A partir desta concepção de mal, conforme já fizemos notar, Santo Agostinho conseguiu elaborar um pensamento que se tornou ponto de passagem obrigatória para toda e qualquer investigação em torno do mal considerado a partir da perspectiva ontológico-metafísica da privação de bem.

4. EPÍLOGO

Chegamos às palavras conclusivas desta investigação bibliográfica que objetivou analisar o mistério do mal numa perspectiva ontológico-metafísica como privação de bem. Para realizá-las tomamos como ponto de partida as palavras do Apóstolo Paulo, que na sua carta aos Romanos afirma: "... não faço o bem que quero, mas pratico o mal que não quero" (Rm 7, 19). Este "slogan" paulino nos ajuda a compreender o mal como uma realidade humana que parece ser determinante na nossa vida. A partir dele podemos nos perguntar: o mal realmente é uma realidade substancial do ser humano ou é uma realidade secundaria
Para responder esta pergunta partiremos daquilo que refletimos ao longo deste trabalho. A resposta dada por Agostinho à questão do mal é uma réplica à gnose (segundo a qual o mundo não passa de obra imperfeita de um demiurgo e não do Deus Supremo) e ao maniqueísmo. O maniqueísmo afirmava a existência substancial do mal.

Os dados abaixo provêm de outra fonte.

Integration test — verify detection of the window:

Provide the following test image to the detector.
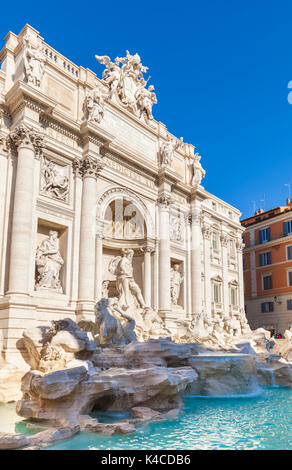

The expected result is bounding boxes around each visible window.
[263,272,272,290]
[229,239,236,258]
[230,287,237,307]
[213,282,221,304]
[260,251,272,266]
[283,220,292,237]
[212,232,219,250]
[261,302,274,313]
[259,227,271,243]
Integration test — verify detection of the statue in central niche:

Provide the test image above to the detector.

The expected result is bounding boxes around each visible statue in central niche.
[109,248,145,309]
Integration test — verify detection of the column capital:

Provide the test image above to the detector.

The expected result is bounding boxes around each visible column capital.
[236,238,245,252]
[188,208,203,225]
[73,155,104,179]
[156,193,173,209]
[9,124,44,157]
[140,245,155,255]
[0,136,10,155]
[202,221,212,240]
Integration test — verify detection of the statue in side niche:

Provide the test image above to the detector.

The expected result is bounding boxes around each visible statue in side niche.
[86,87,105,124]
[160,135,183,167]
[35,230,64,293]
[24,38,45,87]
[170,264,183,305]
[109,248,145,309]
[191,153,206,187]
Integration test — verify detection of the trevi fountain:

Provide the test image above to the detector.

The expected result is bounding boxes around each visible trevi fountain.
[0,25,292,449]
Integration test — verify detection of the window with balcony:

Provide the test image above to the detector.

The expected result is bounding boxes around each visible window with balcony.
[212,232,219,251]
[262,274,273,290]
[259,227,271,243]
[260,251,272,266]
[213,282,221,304]
[261,302,274,313]
[283,220,292,237]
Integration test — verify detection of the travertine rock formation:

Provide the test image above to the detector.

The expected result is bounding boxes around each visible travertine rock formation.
[6,319,292,448]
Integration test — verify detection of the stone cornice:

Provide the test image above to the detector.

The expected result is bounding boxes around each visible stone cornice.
[9,124,43,157]
[158,167,182,185]
[244,235,292,253]
[80,121,114,147]
[156,192,174,209]
[73,155,104,178]
[6,81,57,116]
[40,114,81,143]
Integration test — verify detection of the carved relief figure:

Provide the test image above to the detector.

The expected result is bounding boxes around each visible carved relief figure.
[191,153,206,187]
[35,230,64,293]
[170,264,183,305]
[108,248,145,308]
[24,38,45,86]
[170,216,182,240]
[95,51,157,120]
[41,158,69,201]
[86,87,105,124]
[160,135,183,167]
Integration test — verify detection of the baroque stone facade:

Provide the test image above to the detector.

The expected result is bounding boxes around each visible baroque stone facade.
[0,25,245,361]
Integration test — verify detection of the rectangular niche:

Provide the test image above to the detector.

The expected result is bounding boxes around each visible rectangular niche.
[35,219,68,295]
[40,156,70,203]
[170,258,185,309]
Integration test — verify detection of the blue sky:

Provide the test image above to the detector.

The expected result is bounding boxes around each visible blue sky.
[0,0,292,217]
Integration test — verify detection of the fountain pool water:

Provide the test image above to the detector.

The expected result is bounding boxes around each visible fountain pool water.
[0,387,292,450]
[47,387,292,450]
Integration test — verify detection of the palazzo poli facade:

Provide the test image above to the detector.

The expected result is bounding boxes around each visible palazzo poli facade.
[0,25,244,361]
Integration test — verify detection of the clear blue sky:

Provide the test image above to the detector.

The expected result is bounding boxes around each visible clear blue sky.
[0,0,292,217]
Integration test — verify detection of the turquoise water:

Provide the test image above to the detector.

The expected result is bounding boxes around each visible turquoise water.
[47,387,292,450]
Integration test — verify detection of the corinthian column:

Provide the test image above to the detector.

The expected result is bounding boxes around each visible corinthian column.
[9,125,42,295]
[202,222,212,317]
[157,194,171,312]
[75,156,103,310]
[141,245,154,307]
[95,227,103,300]
[191,200,202,318]
[236,237,245,312]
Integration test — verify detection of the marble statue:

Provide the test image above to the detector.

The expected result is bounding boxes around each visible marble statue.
[24,38,45,87]
[109,248,145,308]
[86,87,106,124]
[160,135,183,167]
[41,158,69,202]
[95,298,137,345]
[191,153,206,187]
[170,264,183,305]
[95,51,157,120]
[35,230,64,293]
[169,216,183,240]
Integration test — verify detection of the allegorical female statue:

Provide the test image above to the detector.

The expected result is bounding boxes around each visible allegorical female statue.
[24,39,45,86]
[109,248,145,308]
[36,230,64,293]
[170,264,183,305]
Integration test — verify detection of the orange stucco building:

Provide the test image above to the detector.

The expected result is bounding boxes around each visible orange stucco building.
[241,199,292,333]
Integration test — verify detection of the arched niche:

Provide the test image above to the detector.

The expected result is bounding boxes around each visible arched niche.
[97,188,154,241]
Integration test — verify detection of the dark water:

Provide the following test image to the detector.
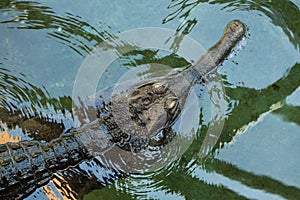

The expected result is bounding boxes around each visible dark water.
[0,0,300,199]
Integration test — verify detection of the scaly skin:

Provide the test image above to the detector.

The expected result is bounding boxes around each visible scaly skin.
[0,20,245,199]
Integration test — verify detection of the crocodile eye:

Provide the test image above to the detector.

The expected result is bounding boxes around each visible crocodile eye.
[165,97,178,113]
[142,97,151,106]
[152,83,168,94]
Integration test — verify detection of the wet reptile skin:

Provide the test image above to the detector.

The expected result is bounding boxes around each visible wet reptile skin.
[0,20,245,199]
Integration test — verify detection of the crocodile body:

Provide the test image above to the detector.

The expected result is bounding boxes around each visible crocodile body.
[0,20,245,199]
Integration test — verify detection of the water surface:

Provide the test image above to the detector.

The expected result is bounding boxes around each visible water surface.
[0,0,300,199]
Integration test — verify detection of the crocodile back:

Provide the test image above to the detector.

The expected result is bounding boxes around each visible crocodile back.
[0,135,88,199]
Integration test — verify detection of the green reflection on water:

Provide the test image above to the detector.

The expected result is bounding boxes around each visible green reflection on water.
[0,0,300,199]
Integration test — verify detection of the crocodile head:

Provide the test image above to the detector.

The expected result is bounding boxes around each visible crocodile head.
[110,20,245,151]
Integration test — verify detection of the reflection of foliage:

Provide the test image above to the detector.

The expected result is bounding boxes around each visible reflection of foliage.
[0,0,112,55]
[0,0,300,199]
[163,0,200,34]
[0,68,72,141]
[163,0,300,47]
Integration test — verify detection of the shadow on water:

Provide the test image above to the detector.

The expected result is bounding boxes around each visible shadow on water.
[0,0,300,199]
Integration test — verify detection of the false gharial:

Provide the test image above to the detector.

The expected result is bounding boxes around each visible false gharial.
[0,20,246,199]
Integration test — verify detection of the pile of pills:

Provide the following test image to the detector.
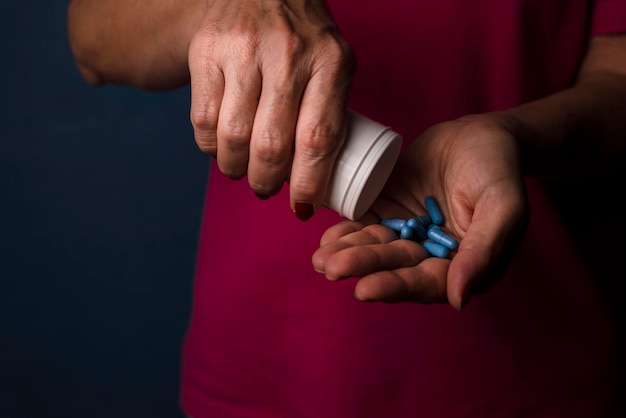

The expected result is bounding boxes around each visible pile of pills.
[380,196,459,258]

Todo o pensamento agostiniano sobre o mistério do mal pode ser sintetizado a partir deste silogismo: A. Toda obra criadora de Deus é boa. B. O bem é uma propriedade de todo ser verdadeiro. A e B. Logo, o que aparece como mal (como não bom) não pode ser verdadeiro. O mal, portanto, deve ser entendido como ausência de bem e de ser. Ele não possui ser próprio, nem um princípio originário e específico. Ao contrário, o mal só se faz real em um bem. Assim sendo, não é uma substância, mas uma realidade secundária que se origina da ausência daquilo que deveria ser.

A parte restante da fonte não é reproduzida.